II) Modèle atomique :
  1) Modèle planétaire :
    Lorsqu'un système macroscopique interagit avec l'extérieur, l'énergie du système peut varier
    de façon continue. Les valeurs physiquement permises de l'énergie d'un système
    macroscopique forment une suite continue (ou continuum).
    Lorsque le système noyau-électron échange de l'énergie avec l'extérieur, son énergie varie
    de façon discontinue. Les valeurs physiquement permises de l'énergie d'un système
    atomique forment une suite discontinue (ou discrète).

  2) Modèle de Bohr :
    - Dans l'atome, les électrons gravitent autour du noyau sans rayonner.
    - L'énergie électronique d'un atome ne peut prendre que certaines valeurs discontinues :

  3) Notion sur le modèle quantique :
    Comme le système "Terre-satellite", un atome peut se trouver dans différents états
    d'énergie.
    Un état est une façon d'être du sytème qui est susceptible d'une description par
    l'intermédiaire de valeurs que peuvent prendre les paramètres qui caractérisent cet état.
    Comme pour le système "Terre-satellite", les différents états de l'atome peuvent être
    caractérisés par un certain nombre de paramètres ; en particulier, il apparaît naturellement
    dans le développement des mathématiques de la Mécanique Quantique appliquée à l'atome,
    des nombres qui prennent des valeurs discontinues : nombres quantiques.

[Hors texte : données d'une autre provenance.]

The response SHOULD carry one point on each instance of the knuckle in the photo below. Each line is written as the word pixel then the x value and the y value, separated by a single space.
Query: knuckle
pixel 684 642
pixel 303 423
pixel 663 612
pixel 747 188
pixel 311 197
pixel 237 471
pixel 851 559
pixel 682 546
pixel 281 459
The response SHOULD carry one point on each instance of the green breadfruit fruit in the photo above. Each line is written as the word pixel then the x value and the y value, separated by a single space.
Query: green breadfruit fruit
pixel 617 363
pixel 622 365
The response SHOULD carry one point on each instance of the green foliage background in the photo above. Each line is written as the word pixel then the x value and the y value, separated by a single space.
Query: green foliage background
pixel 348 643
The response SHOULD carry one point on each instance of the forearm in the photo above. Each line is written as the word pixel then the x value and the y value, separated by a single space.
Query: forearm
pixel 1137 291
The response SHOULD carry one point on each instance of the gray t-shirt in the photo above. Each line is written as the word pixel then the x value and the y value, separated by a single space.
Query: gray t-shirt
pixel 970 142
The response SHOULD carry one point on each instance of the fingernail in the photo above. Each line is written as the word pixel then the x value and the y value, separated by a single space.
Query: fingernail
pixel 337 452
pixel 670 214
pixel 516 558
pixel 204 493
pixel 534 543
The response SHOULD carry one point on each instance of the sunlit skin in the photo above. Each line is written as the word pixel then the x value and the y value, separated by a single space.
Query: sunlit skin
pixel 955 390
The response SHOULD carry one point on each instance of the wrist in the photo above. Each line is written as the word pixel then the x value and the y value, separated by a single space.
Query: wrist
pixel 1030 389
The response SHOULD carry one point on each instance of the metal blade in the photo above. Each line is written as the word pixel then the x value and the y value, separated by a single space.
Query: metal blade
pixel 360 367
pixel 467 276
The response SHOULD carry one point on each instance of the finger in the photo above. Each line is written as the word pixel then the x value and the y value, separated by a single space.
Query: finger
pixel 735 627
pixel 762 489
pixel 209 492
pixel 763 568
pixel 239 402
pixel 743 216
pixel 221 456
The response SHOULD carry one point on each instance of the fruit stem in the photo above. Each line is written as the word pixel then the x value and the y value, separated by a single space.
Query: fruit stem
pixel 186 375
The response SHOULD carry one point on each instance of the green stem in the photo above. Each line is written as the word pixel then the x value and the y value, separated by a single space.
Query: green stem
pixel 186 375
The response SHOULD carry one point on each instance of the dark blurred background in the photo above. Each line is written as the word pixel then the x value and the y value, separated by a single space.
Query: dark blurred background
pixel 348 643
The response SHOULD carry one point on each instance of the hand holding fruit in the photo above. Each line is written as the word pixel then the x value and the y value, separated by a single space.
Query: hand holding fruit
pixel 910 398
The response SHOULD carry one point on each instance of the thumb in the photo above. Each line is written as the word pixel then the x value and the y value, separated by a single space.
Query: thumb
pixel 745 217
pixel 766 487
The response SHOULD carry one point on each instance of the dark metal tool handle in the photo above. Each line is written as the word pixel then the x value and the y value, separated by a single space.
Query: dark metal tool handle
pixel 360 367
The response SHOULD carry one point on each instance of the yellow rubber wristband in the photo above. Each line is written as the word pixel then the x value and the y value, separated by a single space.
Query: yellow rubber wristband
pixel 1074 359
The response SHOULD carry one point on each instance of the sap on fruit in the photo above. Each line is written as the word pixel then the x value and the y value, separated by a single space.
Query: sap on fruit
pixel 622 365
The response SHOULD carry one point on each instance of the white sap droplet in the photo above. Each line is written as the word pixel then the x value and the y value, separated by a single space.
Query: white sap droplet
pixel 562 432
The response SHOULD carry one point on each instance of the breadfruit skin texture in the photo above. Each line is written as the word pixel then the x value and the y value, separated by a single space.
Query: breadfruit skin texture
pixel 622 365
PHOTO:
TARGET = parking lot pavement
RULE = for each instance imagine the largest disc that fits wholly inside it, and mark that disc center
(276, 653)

  4) Diagramme d'énergie :
    Différentes valeurs que peut prendre l'énergie électronique d'un atome :
    - l'énergie du système dans son état "ionisé" (électron à l'infini, au repos) est nulle : Ei = 0 J
    - dans un état "lié", lorsque l'électron est lié au noyau, l'énergie prend des valeurs négatives.
    - l'état fondamental est l'état pour lequel l'énergie prend une valeur minimale E1 = Emin.
    - il peut exister différents états électroniques excités, pour lesquels l'énergie est E1 < Ee < Ei.
    - dans un état "libre" l'électron n'est pas lié à l'atome et peut avoir n'importe quelle vitesse,
      l'énergie totale du système peut donc prendre n'importe quelle valeur.
    - La répartition des valeurs de l'énergie des états liés est caractéristique de l'élément
      chimique.
    Certains atomes peuvent passer de l'état fondamental d'énergie Einitial à un état plus ou
    moins excité d'énergie Efinal > Einitial :
    Lors de celle transition, l'atome absorbe une énergie :
                                               ∆E = Efinal – Einitial > 0
    Parmi toutes les radiations contenues dans le rayonnement, ne sont absorbées que celles
    dont les fréquences ν sont : E = h.ν = ∆E = Efinal – Einitial (spectre cannelé d'absorption).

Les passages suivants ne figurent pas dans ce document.